Maron slapped his hands on the table, “Nah, I wouldn’t worry about my men. They’re as ready as ever for—well for anything.”
Brash crossed his arms. “What’s the wizard say?”
They once more turned to me.
“I ain’t—I’m not here for diplomacy,” I said, “Just trade.”
Maron squinted at my words and stared at the table. “Maybe we be needin’ a court wizard?” he asked the other men. He laughed; no one else did.

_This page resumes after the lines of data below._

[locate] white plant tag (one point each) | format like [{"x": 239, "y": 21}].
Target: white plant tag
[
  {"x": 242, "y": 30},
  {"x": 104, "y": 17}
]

Harold sighed. “Then send the message to your people. Whatever the price—anything I beg—send your best doctors. We are in dire need. Will you do that for us?”
I nodded.
They waved me out and it was only once I stood at the foot of the hall, looking back at the high structure that I realized I was shaking from the encounter.
The wall man which had escorted me there remained at the steps and looked me over as I exited the hall.
“Will you help?” he asked; there was a plea in his manner. There were people suffering and I was worried about revenge.
“I’ll try,” I lied.
That night, I went to Felina’s in the dark, stood in the shadows, removed my mask, and smoked. The blue night was cool, and I tilted into the dilapidated structure. There was a family crowded there in the darkness like scared mice—it may well have been an amalgam of people, but I’d like to believe it was a family weathering their misfortune together. The people crowded around a small portable stove and gibbered to one another until they were startled at my arrival, and I waved them goodbye, apologized for the intrusion, and stepped back into the night and felt overwhelmed by what would come next.